This thesis reports on shock interaction experiments at the MAGPIE pulsed power facility.
Bow shocks are produced by placing cylindrical obstacles into the supersonic, super-
Alfvénic and super-fast-magnetosonic plasma outflow from an inverse wire array z-pinch.
The wire array provides a continuous source of plasma for ~ 500 ns with a velocity of ~ 50
km/s which advects a dynamically significant magnetic field of ~ 1.5 - 2.5 T. The geometry
of the experiment allows good diagnostic access to the bow shocks and obstacles
are fielded in pairs so that neighbouring bow shocks interact.
The complex shock structure which emerges is a result of the resistive diffusion length
being much larger than the collisional mean free path. Two types of shock are seen. One is
characterised by a large shock transition length and very little heating and is a sub-critical
resistive dissipative shock. This is observed to form as a single shock across both obstacles.

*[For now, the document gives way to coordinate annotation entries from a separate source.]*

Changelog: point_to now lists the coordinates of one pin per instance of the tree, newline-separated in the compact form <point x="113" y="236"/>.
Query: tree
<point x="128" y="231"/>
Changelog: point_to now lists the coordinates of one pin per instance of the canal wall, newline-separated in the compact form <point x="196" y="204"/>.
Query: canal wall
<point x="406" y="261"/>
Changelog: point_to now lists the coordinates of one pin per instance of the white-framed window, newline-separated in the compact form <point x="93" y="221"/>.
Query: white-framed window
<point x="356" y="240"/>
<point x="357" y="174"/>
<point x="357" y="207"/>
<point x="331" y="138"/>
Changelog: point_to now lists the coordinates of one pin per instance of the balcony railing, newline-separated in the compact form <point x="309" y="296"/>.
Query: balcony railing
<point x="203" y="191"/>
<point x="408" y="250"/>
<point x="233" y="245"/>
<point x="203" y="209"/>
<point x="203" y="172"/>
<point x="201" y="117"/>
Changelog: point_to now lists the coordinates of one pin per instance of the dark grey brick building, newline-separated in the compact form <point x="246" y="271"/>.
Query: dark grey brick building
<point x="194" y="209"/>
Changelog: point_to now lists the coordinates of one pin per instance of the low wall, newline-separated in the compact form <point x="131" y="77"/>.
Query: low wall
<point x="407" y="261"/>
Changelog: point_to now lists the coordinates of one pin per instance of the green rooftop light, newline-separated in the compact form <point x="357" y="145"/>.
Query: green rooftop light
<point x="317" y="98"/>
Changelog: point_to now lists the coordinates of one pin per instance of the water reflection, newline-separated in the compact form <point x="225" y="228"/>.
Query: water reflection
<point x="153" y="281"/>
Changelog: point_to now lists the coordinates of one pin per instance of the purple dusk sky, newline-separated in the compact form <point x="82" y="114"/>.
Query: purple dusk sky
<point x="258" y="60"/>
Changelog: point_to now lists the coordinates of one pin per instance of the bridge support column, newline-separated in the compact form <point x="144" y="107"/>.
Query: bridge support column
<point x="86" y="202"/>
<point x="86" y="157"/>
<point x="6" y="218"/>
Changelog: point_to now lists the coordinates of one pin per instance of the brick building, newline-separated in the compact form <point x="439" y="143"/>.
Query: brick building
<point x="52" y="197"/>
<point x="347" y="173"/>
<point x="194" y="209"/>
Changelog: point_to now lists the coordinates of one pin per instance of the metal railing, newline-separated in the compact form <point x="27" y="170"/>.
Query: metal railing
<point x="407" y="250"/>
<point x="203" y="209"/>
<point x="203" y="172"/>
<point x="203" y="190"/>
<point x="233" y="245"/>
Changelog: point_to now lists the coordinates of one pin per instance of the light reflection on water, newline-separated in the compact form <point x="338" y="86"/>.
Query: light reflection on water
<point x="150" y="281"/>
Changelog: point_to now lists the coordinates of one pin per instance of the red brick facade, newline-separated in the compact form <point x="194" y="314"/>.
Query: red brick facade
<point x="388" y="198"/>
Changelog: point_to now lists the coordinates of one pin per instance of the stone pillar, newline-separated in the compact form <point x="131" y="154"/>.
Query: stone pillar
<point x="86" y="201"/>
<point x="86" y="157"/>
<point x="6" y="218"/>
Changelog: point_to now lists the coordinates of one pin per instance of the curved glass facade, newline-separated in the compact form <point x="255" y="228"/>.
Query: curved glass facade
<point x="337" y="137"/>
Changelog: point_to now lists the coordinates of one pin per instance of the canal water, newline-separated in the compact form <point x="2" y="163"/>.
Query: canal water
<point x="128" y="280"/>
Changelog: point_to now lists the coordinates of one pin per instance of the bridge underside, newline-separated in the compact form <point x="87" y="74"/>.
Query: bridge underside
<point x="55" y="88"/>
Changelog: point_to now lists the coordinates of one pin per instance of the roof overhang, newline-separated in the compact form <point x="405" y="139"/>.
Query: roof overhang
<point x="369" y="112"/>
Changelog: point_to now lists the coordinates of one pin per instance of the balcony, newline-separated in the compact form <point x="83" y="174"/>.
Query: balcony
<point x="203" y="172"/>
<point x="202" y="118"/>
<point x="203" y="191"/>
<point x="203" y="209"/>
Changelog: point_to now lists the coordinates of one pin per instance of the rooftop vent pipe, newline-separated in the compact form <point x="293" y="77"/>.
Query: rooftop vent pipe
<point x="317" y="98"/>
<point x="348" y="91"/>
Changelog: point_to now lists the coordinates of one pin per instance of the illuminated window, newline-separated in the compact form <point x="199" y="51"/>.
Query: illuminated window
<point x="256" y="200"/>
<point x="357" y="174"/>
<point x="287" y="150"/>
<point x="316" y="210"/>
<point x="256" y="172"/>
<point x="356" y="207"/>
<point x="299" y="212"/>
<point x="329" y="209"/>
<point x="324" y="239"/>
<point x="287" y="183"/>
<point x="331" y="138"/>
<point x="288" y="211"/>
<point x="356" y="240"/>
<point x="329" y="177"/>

The second are two shocks which form close to the obstacles and are downstream of the
resistive dissipative shock. These exhibit substantial heating and have a shorter transition
length. We interpret these to be hydrodynamic-like.
The experiments are diagnosed with laser interferometry, Faraday rotation imaging,
optical Thomson scattering and optical self-emission imaging which provide detailed time
and space resolved measurements of the plasma parameters, including inside the resistive
dissipative shock transition. An experimental validation of the Faraday rotation imaging
diagnostic is presented to evaluate analysis techniques.
Experiments with different plasma materials are compared, which demonstrates the
dependence of the resistive dissipative shock transition length on the resistive diffusion
length. The experimental results are compared with AstroBEAR simulations including
new simulation results which include a magnetic field in such systems for the first time.
Preliminary results show good agreement with our interpretation of the experiments.